Malam itu saya emosi. Marah besar. Kata-kata pedas
menghambur, seperti air bah yang melumat semua benda yang ada di hadapannya. Ketika
marah, maka saya akan marah sepenuh hati. Tak ada istilah marah setengah hati
dalam kamus kehidupan saya. Mungkin bedanya ada di levelisasi marah. Ada marah
yang bisa dikompromikan, ada marah yang cukup disimak dan didengarkan. Saat marah,
maka saya akan bicara tentang kerangka kemarahan saya, kenapa saya sampai
marah, hal apa yang dapat meredam kemarahan saya, dan kapan kemarahan saya akan
mereda, dan sebagainya dan semacamnya.
Saya tak suka marah saya disela. Meski tak semua kemarahan
itu harus diwakili dengan kata-kata. Kadang dengan lisan yang terdiam, mimik
wajah yang mengeras dan pandangan mata yang tajam. Saya sebenarnya tak suka
memvisualisasikan kemarahan. Adapun visualisasi yang nampak itu ketika marah
saya ada di level terendah. Ketika marah saya masih bisa dikompromikan dan
digunting-sana-sini-kan. Ketika marah itu memuncak dan meledak, maka saya akan diam.

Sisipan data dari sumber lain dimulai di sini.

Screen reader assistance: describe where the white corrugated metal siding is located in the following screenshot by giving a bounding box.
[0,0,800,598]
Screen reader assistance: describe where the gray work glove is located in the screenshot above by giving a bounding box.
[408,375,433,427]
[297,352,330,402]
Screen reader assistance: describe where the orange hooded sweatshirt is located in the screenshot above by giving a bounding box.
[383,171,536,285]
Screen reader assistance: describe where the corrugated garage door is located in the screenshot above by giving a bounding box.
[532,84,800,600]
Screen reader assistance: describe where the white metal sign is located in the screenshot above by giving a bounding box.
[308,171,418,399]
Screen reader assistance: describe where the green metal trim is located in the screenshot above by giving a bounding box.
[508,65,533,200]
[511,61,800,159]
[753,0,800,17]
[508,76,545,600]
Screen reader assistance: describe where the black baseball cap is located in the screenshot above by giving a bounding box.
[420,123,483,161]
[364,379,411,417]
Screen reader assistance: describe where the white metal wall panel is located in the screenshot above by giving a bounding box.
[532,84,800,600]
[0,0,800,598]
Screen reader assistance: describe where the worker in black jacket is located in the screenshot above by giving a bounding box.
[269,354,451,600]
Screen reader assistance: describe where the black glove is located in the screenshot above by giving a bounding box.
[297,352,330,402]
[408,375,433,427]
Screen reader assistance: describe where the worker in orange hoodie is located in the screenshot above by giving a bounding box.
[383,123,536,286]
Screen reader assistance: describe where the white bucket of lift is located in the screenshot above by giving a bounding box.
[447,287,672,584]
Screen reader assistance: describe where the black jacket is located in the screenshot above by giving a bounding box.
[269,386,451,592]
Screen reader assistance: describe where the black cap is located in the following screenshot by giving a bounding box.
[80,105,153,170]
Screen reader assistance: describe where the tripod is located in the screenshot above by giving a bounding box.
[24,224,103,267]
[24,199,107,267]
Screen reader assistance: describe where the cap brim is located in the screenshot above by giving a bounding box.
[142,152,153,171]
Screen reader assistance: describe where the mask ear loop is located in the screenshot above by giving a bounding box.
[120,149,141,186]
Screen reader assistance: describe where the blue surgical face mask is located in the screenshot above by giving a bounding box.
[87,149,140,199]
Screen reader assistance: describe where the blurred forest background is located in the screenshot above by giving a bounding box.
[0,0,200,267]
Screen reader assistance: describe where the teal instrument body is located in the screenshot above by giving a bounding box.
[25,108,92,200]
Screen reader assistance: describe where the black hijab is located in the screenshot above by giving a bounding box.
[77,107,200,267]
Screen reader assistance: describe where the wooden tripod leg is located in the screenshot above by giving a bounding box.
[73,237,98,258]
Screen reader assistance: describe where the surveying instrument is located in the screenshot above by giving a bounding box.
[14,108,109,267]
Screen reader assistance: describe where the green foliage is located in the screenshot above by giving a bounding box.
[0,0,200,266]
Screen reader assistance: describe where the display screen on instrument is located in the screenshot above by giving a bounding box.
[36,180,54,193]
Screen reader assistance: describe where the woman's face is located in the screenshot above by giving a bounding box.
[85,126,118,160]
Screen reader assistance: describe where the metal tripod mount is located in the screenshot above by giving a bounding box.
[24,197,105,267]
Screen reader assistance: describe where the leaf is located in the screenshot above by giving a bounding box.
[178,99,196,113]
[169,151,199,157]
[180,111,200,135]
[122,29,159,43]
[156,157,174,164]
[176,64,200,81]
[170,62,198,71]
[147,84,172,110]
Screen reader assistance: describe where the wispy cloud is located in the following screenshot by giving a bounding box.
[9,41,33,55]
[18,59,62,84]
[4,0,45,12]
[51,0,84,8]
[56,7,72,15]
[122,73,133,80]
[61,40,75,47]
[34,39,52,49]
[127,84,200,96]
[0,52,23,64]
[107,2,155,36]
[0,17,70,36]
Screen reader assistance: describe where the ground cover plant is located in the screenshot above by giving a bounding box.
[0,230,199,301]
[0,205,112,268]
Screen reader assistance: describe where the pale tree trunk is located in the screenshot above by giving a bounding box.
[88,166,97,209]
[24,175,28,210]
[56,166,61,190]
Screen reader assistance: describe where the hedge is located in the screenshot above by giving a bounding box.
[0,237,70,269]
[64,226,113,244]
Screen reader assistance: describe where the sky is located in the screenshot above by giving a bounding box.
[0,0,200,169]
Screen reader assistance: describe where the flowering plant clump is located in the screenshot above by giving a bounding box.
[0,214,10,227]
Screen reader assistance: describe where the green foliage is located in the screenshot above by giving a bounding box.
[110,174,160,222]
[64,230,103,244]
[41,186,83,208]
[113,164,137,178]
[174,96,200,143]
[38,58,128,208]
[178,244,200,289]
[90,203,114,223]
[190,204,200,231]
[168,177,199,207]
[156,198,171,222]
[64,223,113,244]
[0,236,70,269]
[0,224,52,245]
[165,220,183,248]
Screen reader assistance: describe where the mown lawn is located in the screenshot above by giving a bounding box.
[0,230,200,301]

Usia pernikahan kami belum seberapa. Masih seumur jagung. Masih
belia. Pun dengan usia aktual kami berdua, kami berdua masih belia. Kami masih
muda ketika biduk ini mulai kami kayuh bersama. Tak jarang kami bertengkar. Saya
marah kepada istri. Istri marah kepada saya. Bila dikomparasi, mungkin saya
yang lebih banyak marah ketimbang istri saya. Tak ada awal yang mudah, karena
saya tak suka kemarahan saya dijawab dengan kata-kata. Cukup diam dan tak perlu
menjawab saat saya marah, begitu ujar saya kepadanya, suatu hari ketika suasana
hati kami berdua sedang nyaman.
Istri saya juga suka marah. Saya hafal betul dengan mimik
wajahnya, getaran suaranya, intonasi kata-katanya, dan kapan air bening itu
akan mulai menggenang di pelupuk matanya ketika marah itu datang, lalu
menghebat. Tapi di luar itu semua, istri saya adalah perempuan ke dua yang
paling sabar ngopeni saya setelah ibu. Ibu adalah perempuan pertama yang
paling bisa mengerti isi kepala dan dada saya. Sangat wajar, karena darah,
keringat, dan air matanya telah menggarami saya mulai lahir hingga saat ini.
Terkadang ada marah yang perlu diselesaikan, tak jarang ada
marah yang hanya perlu didiamkan dan berlalu seiring berjalannya waktu, lalu
terlupa seiring bertambahnya usia. Saya adalah pemarah yang cepat, tapi maaf
saya lebih cepat datang sebelum marah saya reda. Seusai marah, saya akan
menyesali kemarahan saya, menyesali kata-kata pahit yang kadung saya oleskan ke
hatinya, menyesali pandangan tajam yang menusuk relung jiwanya, dan menyesali
keheningan yang harusnya pecah dengan renjis tawa. Lalu saat malam mulai larut
dan ketiga putri saya sudah terlelap tidur, maka dimulailah fase rekonsiliasi
kami berdua yang tak jarang berakhir dengan pelukan hangat atau gelora hasrat.